Rz. 76

[Autor/Stand] Gegenbeweis nach § 8 Abs. 2. Nach hier vertretener Auffassung gehört die fiktive Steuerpflicht nach den §§ 7, 8 und 14 auch zu den Voraussetzungen von § 5 Abs. 1 Satz 2 (vgl. Anm. 188). Die Finanzverwaltung sieht das ebenso.[2] Folgt man dem, dann muss der Stpfl. auch den Gegenbeweis nach § 8 Abs. 2 für die Beteiligung an einer EU-/EWR-Gesellschaft führen können. Wegen der weiteren Einzelheiten vgl. die Ausführungen zu § 5 Abs. 1 Satz 1 (vgl. Anm. 74 f.).

 

Rz. 77

[Autor/Stand] Gegenbeweis nach allgemeinen Regeln. Verneint man eine Anwendung von § 8 Abs. 2 oder hält man die Voraussetzungen dieser Vorschrift für zu eng, dann ergibt sich der Gegenbeweis unmittelbar aus den EU-/EWR-Grundfreiheiten. Die Rspr. des EuGH in der Rechtssache „van Hilten-van der Heijden”[4] steht dem nicht entgegen. Zwar hat der EuGH dort zur erweitert unbeschränkten Erbschaftsteuerpflicht nach niederländischem Recht entschieden, dass diese zu keiner Beschränkung der Kapitalverkehrsfreiheit führt. Begründet wird dies damit, dass im Falle des Erwerbes von Todes wegen durch (bzw. von) Gebietsfremde(n) erst der Erwerb als solcher einen grenzüberschreitenden Kapitalverkehrsvorgang vom Inland in das Ausland (bzw. umgekehrt) darstellt, der einer Besteuerung durch die Erbschaftsteuer unterliegt. Allerdings geht es vorliegend darum, dass die Vermögenswerte einer ausländischen Gesellschaft den Gesellschaftern für erbschaftsteuerliche Zwecke zugerechnet werden, was bei einer Beteiligung an einer inländischen Gesellschaft nicht der Fall wäre. Hier wird die Beteiligung an einer ausländischen Gesellschaft gegenüber der Beteiligung an einer inländischen Gesellschaft diskriminiert. In der Folge wird entweder die Niederlassungs- oder Kapitalverkehrsfreiheit durch eine Investition in eine ausländische Gesellschaft beschränkt. Hierzu gelten ebenfalls die vom EuGH in der Rechtssache "Cadbury Schweppes" entwickelten Grundsätze, dh. die Beschränkung ist nur dann gerechtfertigt, wenn es sich bei der Beteiligung um eine rein künstliche Konstruktion handelt, die bar jeder wirtschaftlichen Realität ist.[5] Dies nicht nur deshalb, weil die fiktive Steuerpflicht nach den §§ 7, 8 und 14 zu den Voraussetzungen von § 5 Abs. 1 Satz 2 gehört und damit so getan wird, als sei eine unbeschränkt steuerpflichtige Person an der ausländischen Gesellschaft beteiligt. Zudem verlangt § 5 Abs. 1 Satz 2 selbst noch eine fiktive unbeschränkte Steuerpflicht. An diesen Fiktionen muss sich der Gesetzgeber nach der Rspr. des BFH auch für die Anwendung der EU-/EWR-Grundfreiheiten festhalten lassen.[6] Damit kommt es auch im Rahmen von § 5 Satz 1 Satz 2 nicht auf die tatsächliche Ansässigkeit der Person i.S. des § 2 an; diese könnte sogar in einem Drittstaat ansässig sein.
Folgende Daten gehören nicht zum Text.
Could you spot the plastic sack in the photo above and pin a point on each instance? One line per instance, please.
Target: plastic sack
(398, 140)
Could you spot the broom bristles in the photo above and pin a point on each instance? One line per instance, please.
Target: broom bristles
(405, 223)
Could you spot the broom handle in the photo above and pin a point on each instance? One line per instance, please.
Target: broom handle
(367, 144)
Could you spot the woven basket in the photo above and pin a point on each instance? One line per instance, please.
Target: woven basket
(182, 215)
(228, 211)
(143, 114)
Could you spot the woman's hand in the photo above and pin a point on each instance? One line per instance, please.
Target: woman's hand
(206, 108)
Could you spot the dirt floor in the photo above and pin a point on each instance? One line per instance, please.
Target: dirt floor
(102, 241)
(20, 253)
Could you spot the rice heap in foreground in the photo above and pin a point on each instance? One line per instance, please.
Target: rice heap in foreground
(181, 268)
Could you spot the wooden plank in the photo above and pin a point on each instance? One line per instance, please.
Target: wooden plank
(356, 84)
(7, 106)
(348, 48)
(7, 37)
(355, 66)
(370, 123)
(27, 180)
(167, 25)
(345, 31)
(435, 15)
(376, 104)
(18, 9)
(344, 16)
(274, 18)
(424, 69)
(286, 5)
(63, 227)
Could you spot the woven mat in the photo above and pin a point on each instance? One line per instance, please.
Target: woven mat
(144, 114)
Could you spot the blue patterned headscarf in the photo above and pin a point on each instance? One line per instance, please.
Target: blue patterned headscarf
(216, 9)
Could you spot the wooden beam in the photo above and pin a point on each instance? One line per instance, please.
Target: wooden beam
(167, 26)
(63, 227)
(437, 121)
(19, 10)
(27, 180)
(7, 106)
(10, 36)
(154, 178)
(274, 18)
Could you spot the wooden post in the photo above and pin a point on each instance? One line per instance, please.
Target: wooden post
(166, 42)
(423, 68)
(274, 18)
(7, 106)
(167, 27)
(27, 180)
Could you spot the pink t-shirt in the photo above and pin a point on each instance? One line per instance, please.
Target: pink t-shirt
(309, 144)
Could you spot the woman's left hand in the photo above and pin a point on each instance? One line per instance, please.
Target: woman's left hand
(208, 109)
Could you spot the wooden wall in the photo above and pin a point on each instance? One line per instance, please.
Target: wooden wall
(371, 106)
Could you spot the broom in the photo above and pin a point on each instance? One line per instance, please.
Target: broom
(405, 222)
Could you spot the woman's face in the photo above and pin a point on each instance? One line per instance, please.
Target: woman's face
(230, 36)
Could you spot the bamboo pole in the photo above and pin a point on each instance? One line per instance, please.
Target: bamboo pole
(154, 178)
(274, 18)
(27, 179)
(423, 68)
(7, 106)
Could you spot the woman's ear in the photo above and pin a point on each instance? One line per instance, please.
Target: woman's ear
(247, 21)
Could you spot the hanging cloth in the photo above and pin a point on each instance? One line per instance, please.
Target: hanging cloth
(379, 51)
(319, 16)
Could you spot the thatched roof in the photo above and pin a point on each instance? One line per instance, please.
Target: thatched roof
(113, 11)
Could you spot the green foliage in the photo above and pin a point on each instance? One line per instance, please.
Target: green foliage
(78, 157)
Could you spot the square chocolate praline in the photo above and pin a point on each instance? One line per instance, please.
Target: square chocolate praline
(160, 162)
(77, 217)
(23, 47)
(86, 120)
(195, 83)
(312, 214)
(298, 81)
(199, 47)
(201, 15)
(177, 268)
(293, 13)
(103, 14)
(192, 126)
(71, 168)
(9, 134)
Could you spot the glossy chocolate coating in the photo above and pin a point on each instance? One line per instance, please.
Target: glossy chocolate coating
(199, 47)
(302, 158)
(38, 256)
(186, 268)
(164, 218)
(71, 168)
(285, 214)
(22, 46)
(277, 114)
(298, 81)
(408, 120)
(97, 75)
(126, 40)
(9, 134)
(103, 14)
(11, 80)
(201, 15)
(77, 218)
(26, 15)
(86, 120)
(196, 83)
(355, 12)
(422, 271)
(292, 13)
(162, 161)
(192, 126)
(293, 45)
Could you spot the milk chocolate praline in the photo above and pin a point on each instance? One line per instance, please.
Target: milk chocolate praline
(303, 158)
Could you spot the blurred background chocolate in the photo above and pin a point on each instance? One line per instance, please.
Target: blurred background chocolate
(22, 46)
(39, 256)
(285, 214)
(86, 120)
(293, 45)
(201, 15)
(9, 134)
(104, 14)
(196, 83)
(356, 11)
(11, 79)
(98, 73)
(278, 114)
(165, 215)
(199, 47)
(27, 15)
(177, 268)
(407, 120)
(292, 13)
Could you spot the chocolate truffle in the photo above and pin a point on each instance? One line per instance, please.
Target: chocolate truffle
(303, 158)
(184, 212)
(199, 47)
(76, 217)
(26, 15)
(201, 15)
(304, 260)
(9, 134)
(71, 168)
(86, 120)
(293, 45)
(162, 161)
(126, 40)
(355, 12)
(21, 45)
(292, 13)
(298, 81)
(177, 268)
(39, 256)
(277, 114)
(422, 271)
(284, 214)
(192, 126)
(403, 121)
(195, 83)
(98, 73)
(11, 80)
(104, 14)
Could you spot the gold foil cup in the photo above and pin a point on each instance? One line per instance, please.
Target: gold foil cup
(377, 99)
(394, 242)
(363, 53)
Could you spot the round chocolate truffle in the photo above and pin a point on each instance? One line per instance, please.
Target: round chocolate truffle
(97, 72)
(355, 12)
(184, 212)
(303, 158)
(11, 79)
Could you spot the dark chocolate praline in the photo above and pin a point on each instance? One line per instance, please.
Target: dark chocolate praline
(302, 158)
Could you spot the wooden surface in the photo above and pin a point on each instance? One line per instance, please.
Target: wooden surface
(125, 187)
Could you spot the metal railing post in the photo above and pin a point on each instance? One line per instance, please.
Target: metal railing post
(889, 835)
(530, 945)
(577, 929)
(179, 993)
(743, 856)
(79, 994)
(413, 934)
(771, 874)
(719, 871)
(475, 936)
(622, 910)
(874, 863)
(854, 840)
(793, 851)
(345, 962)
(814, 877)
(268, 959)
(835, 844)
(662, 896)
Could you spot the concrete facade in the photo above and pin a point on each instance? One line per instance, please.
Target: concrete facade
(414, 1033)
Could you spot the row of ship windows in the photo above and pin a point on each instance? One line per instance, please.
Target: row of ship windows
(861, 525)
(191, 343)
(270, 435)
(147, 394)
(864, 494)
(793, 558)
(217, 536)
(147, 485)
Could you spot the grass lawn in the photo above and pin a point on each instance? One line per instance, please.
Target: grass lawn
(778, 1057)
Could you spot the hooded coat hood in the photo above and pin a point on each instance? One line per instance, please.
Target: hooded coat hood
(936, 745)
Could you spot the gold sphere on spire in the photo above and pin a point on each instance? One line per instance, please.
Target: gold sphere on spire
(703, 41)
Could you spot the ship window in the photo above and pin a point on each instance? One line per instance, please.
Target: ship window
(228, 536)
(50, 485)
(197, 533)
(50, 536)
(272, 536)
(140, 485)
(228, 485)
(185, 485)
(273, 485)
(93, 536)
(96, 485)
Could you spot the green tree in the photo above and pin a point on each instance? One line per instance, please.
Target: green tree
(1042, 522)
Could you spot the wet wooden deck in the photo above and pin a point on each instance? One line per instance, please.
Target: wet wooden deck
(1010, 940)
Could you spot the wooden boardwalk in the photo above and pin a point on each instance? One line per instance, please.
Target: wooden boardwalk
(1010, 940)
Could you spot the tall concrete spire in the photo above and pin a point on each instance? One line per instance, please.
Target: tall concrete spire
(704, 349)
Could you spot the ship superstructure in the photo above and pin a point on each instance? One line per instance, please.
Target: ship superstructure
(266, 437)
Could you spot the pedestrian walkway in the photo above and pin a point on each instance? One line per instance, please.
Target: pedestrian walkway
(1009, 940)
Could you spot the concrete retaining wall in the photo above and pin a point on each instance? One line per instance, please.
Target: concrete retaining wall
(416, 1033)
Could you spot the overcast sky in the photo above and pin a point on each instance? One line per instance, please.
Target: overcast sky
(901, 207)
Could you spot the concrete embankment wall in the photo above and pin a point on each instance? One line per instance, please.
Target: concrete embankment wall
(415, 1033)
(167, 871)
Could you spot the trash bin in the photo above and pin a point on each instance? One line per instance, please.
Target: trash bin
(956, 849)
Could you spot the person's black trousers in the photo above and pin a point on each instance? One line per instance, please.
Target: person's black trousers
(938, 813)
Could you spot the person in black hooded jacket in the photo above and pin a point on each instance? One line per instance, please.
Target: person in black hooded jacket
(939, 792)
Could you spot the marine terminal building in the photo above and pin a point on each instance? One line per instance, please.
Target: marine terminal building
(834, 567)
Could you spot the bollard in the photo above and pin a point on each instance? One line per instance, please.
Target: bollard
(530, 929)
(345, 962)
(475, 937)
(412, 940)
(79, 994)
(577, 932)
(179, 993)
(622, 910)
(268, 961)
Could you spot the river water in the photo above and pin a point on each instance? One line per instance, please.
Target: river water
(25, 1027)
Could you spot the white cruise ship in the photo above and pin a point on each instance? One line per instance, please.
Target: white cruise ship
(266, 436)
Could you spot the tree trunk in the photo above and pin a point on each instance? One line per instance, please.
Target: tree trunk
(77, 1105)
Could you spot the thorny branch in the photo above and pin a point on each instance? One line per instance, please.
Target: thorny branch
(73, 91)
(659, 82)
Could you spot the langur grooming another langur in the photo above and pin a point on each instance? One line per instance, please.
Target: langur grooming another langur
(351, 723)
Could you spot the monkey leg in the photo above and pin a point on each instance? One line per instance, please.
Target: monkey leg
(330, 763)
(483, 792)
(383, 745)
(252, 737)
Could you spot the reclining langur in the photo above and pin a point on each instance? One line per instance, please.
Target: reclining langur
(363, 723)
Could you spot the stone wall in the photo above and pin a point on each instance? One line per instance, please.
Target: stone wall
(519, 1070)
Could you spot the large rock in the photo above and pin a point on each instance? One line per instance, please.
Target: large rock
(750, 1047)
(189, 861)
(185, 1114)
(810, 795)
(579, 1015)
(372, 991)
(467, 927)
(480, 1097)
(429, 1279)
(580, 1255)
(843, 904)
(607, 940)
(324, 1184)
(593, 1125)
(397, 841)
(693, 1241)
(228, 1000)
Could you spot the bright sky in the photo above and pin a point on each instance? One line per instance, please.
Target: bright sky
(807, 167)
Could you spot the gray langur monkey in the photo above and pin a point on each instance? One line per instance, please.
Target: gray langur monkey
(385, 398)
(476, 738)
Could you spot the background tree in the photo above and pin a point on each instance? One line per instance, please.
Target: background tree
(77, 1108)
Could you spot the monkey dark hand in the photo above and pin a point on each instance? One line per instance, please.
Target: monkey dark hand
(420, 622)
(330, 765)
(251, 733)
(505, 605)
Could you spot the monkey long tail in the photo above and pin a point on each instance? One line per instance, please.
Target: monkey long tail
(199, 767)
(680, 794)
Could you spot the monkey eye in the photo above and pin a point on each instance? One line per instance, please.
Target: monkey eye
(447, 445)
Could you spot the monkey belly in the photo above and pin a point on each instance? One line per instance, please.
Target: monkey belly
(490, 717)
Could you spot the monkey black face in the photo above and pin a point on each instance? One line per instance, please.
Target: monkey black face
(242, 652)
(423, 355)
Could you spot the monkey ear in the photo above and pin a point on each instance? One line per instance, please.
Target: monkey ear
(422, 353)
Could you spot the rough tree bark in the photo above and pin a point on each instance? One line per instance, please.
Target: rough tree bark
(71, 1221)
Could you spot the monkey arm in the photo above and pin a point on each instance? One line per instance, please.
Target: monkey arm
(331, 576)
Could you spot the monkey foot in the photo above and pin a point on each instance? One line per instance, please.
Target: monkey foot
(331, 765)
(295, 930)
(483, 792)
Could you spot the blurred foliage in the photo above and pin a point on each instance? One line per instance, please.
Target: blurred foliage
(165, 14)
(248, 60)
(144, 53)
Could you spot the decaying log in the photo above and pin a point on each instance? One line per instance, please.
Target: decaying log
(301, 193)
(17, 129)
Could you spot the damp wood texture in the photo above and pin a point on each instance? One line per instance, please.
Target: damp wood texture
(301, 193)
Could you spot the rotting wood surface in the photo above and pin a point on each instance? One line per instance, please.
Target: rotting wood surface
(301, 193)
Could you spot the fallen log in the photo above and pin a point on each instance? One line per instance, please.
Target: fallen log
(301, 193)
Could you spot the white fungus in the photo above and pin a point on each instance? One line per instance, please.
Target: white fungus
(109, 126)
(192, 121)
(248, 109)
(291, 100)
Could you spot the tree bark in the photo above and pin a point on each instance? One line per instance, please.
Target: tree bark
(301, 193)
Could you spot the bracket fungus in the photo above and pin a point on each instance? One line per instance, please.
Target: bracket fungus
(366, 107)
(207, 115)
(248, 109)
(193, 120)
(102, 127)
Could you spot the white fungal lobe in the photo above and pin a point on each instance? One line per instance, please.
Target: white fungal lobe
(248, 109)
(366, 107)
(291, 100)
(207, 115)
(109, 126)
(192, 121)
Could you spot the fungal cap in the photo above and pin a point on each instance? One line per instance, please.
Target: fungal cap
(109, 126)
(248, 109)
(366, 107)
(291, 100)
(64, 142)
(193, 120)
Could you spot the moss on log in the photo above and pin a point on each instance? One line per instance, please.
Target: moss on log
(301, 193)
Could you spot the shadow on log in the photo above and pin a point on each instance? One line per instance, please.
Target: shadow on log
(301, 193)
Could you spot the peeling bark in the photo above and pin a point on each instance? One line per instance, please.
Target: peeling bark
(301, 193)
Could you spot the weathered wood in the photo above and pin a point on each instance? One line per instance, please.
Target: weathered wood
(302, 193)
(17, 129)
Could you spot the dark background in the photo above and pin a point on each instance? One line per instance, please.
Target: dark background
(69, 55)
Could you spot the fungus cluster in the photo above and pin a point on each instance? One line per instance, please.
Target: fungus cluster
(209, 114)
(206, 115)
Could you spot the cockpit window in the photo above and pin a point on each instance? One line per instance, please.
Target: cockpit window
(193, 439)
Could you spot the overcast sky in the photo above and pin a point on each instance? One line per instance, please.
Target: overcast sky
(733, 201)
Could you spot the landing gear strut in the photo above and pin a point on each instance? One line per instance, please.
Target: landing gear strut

[Autor/Stand] Autor: Schönfeld, Stand: 01.10.2011
[2] Vgl. Tz. 5.1.2 AEAStG: "Vermögen oder Vermögensteile, deren Erträge dem Steuerpflichtigen nach § 5 zuzurechnen sind."
[Autor/Stand] Autor: Schönfeld, Stand: 01.10.2011
[4] EuGH v. 23.2.2006 – C-513/03 – van Hilten-van der Heijden, Slg. 2006, I-1957, Rz. 43 ff.
[5] EuGH v. 12.9.2006 – C-196/04 – Cadbury Schweppes, Slg. 2006, I-7995.
[6] BFH v. 21.10.2009 – I R 114/08, BStBl. II 2010, 774; vgl. auch die Nachweise auf S. 113, Fußn. 2.